NODE Training - Performance w/ Lux vs torchdiffeq

So I’ve been training a neural ODE in Python using PyTorch and torchdiffeq. I was going to start with Julia and Lux but I ended up needing to train some upstream stuff (pretrained CNN backbones and custom PyTorch layers) that wouldn’t be trivial to port over first. The good news is that I actually managed to fit a model that solved my problem and deployed it with Lux and OrdinaryDiffEQ and it’s working great. The bad news is it took nearly a week to fit which makes it extremely difficult to iterate on improvements.

One of the biggest problems I am running into there is an apparent CPU bottleneck during integration. GPU usage is constantly around 20% on an nVidia A6000, and I’m training on four of them and it still really slow. It’s so bad I looked at running multiple replicas on the same GPU, but it wasn’t supported with the framework I built everything in.

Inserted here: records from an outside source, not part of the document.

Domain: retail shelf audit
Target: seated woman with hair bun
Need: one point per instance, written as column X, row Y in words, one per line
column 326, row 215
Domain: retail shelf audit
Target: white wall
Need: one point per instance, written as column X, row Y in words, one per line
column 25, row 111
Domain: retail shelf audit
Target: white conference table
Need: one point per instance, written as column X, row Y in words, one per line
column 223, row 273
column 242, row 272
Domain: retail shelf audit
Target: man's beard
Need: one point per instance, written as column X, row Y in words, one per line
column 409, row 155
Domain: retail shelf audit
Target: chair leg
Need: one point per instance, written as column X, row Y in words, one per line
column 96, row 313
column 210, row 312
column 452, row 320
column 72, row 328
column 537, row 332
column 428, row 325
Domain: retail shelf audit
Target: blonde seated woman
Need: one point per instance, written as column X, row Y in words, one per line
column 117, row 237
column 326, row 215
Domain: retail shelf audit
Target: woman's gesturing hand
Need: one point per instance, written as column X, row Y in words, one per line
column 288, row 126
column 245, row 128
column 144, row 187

Before I start porting the Python parts to Julia I’m curious to know if anyone has experience training models with both torchdiffeq and Lux w/ Reactant or Lux in general and could comment on whether I could expect significant speedups. The ANODE I’m fitting is pretty standard, approximately Dense(512, 256) -> Tanh() -> Dense(256, 512). I’m not using the adjoint method, just standard differentiation through the solver. The underlying family of ODE I’m trying to learn to learn isn’t stiff at all. If I go ahead with porting all of my code over there would also be a fairly lightweight CNN backbone, but I’d expect the time from that isn’t significant compared to the time spent integrating the ODE.

1 Like

Not sure about the perf, however you will be able to choose the adjoint method much better though.
As for the DL part you can expect similar perf to jax which itself is known faster than pytorch in a lot of cases, the hardest thing I think to get into is the ScimlStructure interface if you need it (to avoid global non const variables and be able to tell ScimlSensitivity what you want to diff in the parameter struct) I really hope the interface changes one day.
You will like the control you have over well everything compared to pytorch it does mean a bigger learning curve but its worth it.

1 Like

cc @avikpal

Assuming the CPU code is not the core computation (but say setup, julia runtime calls, JIT, inference, etc) Reactant should be able to signficiantly reduce this (while also providing additional improvements from the core computation side as well). For example see Lux.jl/perf at main · LuxDL/Lux.jl · GitHub (which shows ~an order of magnitude boost using Reactant vs just vanilla CUDA.jl).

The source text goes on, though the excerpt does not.